Rejection Sampling (RS) employs self-generated model outputs for secondary training, preventing performance degradation from manual data modifications.
Method#
To ensure fair comparison and better prepare for subsequent training data generation, we first train LC-Base model using Leetcode data through Rejection Sampling.
Attention Cracking#
By removing target outputs from queries, we prevent models from relying on superficial pattern matching. This forces models to allocate attention to problem descriptions and generated code for output reasoning. The AC stage modifies LeetCode queries through two operations:
AC Queries: Remove target outputs from examples in original queries for training. (i.e., Remove “Output: 5” and “Output: 8” in Figure 1)

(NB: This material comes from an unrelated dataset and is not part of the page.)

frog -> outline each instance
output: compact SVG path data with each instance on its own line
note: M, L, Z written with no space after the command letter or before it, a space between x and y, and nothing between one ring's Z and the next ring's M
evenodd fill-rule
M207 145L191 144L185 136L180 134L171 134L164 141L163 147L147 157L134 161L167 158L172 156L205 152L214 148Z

Fetch Queries: Append “Please give all the examples in the answer.” at query endings, increasing the likelihood of including examples in retrieved results.
Fetch Queries collect generation results from the LC-Base model. Generated results are processed by selecting responses with the same examples as queries, prioritizing those passing tests. Finally, we fine-tune the Instruct model using AC Queries and processed results to drive the AC model.
Rejection Sampling#
To prevent performance degradation from AC stage data modifications, we introduce a RS stage. This mechanism directly uses AC queries to obtain outputs from AC-trained models, eliminating attention distortion caused by query-output mismatches.